Feel free to edit in more options and rerun, copying your results over mine here. For example, I couldn't get @NelsonGon's stringi approach to work with these parameters, but maybe someone else has more patience or a more powerful computer. I'd also be curious to see memory usage, but haven't learned the packages that support measuring it yet.

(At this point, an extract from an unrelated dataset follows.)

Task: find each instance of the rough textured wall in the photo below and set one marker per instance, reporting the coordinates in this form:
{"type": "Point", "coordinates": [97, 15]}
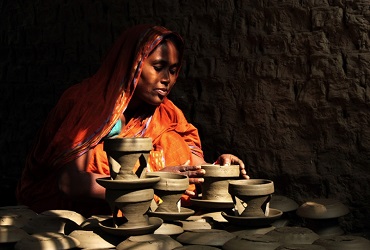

If there is some nv/na/nb configuration where one answer performs particularly well, editing that answer with a similar benchmark highlighting that case is an option.
Just FYI:
bench::mark(
pur_res <- purrem(),
vap_res <- vappem(),
col_res <- collem(),
lap_res <- lappem(),
mat_res <- matchem(),
mat_res2<- matchem2(),
mer_res <- mergem(),
stringi <- sapply(b, function(x) sum(stringi::stri_count(x, regex=a))),
check=FALSE
)
# A tibble: 8 x 14
expression min mean median max `itr/sec` mem_alloc n_gc n_itr total_time result memory time gc
<chr> <bch:tm> <bch:tm> <bch:tm> <bch:tm> <dbl> <bch:byt> <dbl> <int> <bch:tm> <list> <list> <list> <list>
1 pur_res <- purrem() 421.14ms 424.65ms 424.65ms 428.15ms 2.35 382.21MB 0 2 849.29ms <dbl [1,0~ <Rprofmem [2,1~ <bch:~ <tibble [2 ~
2 vap_res <- vappem() 367.88ms 370.61ms 370.61ms 373.34ms 2.70 381.52MB 0 2 741.23ms <int [1,0~ <Rprofmem [1,0~ <bch:~ <tibble [2 ~
3 col_res <- collem() 1.64s 1.64s 1.64s 1.64s 0.608 1.12GB 2 1 1.64s <dbl [1,0~ <Rprofmem [32 ~ <bch:~ <tibble [1 ~
4 lap_res <- lappem() 411.25ms 506.67ms 506.67ms 602.1ms 1.97 381.53MB 3 2 1.01s <int [1,0~ <Rprofmem [1,0~ <bch:~ <tibble [2 ~
5 mat_res <- matchem() 3.11ms 3.48ms 3.44ms 5.79ms 287. 1.4MB 0 144 501.66ms <S3: tabl~ <Rprofmem [90 ~ <bch:~ <tibble [14~
6 mat_res2 <- matchem2() 5.22ms 6.26ms 5.96ms 27.7ms 160. 4.83MB 1 80 501.18ms <int [1,0~ <Rprofmem [435~ <bch:~ <tibble [80~
7 mer_res <- mergem() 19.88ms 22.75ms 22.02ms 33.6ms 44.0 6.59MB 1 23 523.3ms <int [1,0~ <Rprofmem [410~ <bch:~ <tibble [23~
8 stringi <- sapply(b, function(x) sum(string~ 6.57m 6.57m 6.57m 6.57m 0.00254 1.12GB 1 1 6.57m <int [1,0~ <Rprofmem [2,3~ <bch:~ <tibble [1 ~
Perhaps this is a little bit faster, but not sure if a major improvement:
vapply(b, function(x) sum(x == a), FUN.VALUE = integer(1))
Output:
salamander worm dog banana cat yellow blue
0 0 2 1 1 0 0
Also unlist
with lapply
can be a slightly better performing combination in the apply
family:
unlist(lapply(b, function(x) sum(x == a)))
Output:
[1] 0 0 2 1 1 0 0
I don't have the opportunity to properly benchmark right now, however I believe also the unnecessary use of curly brackets ({}
) can negatively impact the performance.